It is often the incorrect selection of a licence and conducting one type of activity under the guise of another that becomes the source of problems. This mistake occurs for several reasons:

  • A desire to save money (obtaining additional ministry approvals increases the cost of the licence) and time.
  • An unwillingness to follow the rules and complete the necessary approval procedures with all relevant authorities.
  • Incompetence on the part of consultants who propose the wrong licensing procedure.

Selecting the wrong type of licence may be treated by the authorities as a deliberate violation of the law. Operating under an incorrectly chosen and registered licence is practically equivalent to conducting business without a licence at all. If the regulatory authorities discover such a violation, the company will be required to pay a fine, and in rare cases may even receive a ban on further business activity.

Finance, Audit, and Taxation: Key Considerations

On 1 June 2023, the Corporate Tax Law came into force in the United Arab Emirates, significantly altering the tax obligations of companies. For the majority of businesses using a calendar financial year, the first reporting period under the new tax regime began on 1 January 2024 and ran until 31 December 2024. It is important to note that the corporate tax return must be filed, and the tax paid, within nine months of the end of the reporting period.

With the introduction of the federal corporate tax, the UAE has maintained the competitiveness of free zones through the “qualifying income” regime, which allows a zero rate to be applied provided certain conditions are met.
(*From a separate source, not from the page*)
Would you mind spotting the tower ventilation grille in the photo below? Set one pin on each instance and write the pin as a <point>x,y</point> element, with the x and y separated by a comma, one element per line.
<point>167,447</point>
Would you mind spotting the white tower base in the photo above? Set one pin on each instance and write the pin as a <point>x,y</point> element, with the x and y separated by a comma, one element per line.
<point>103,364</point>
At the same time, companies are required to maintain proper accounting records, file returns, and comply with economic substance requirements.

VAT at a rate of 5% applies to the supply of goods and provision of services within the UAE where the mandatory registration threshold is exceeded (AED 375,000, approximately USD 102,500). The export of goods and services outside the UAE is, in most cases, zero-rated.

From 2025, a number of UAE free zones have introduced mandatory audits for companies as a condition for licence renewal. This requirement is aimed at ensuring financial transparency and compliance with regulatory standards.

The essence of the change is that previously many free zone companies were able to renew their licences without audited financial statements, particularly where activity was minimal. Free zones are now gradually transitioning to a model under which a company must submit audited financial statements prepared by a licensed auditor registered in the UAE. Without this, licence renewal may be suspended or refused.

  • DMCC, DIFC, ADGM — audit is already a must-have
  • RAKEZ, IFZA, SHAMS, Ajman FZ — a hybrid transitional regime is in effect, temporarily exempting companies with turnover below a specified threshold from the submission of audited statements
  • 2025 is the point at which operating “without financial reporting” becomes the exception, not the norm

The question of bank accounts deserves separate attention. The account opening process requires a transparent structure, a clear business rationale, readiness for detailed compliance procedures, and engagement of competent specialists in the sector.

Conclusion

Free economic zones in the UAE are a powerful instrument for international business structuring, but not a one-size-fits-all “default” solution. They offer entrepreneurs speed, flexibility, and tax efficiency, but in return demand discipline, precise planning, and adherence to the rules.

The key takeaway is straightforward: a successful business in a free zone begins not with company registration, but with the right architecture — legal, tax, and operational. It is precisely this approach that allows the advantages of the UAE to be used to their fullest and systemic errors to be avoided from the outset.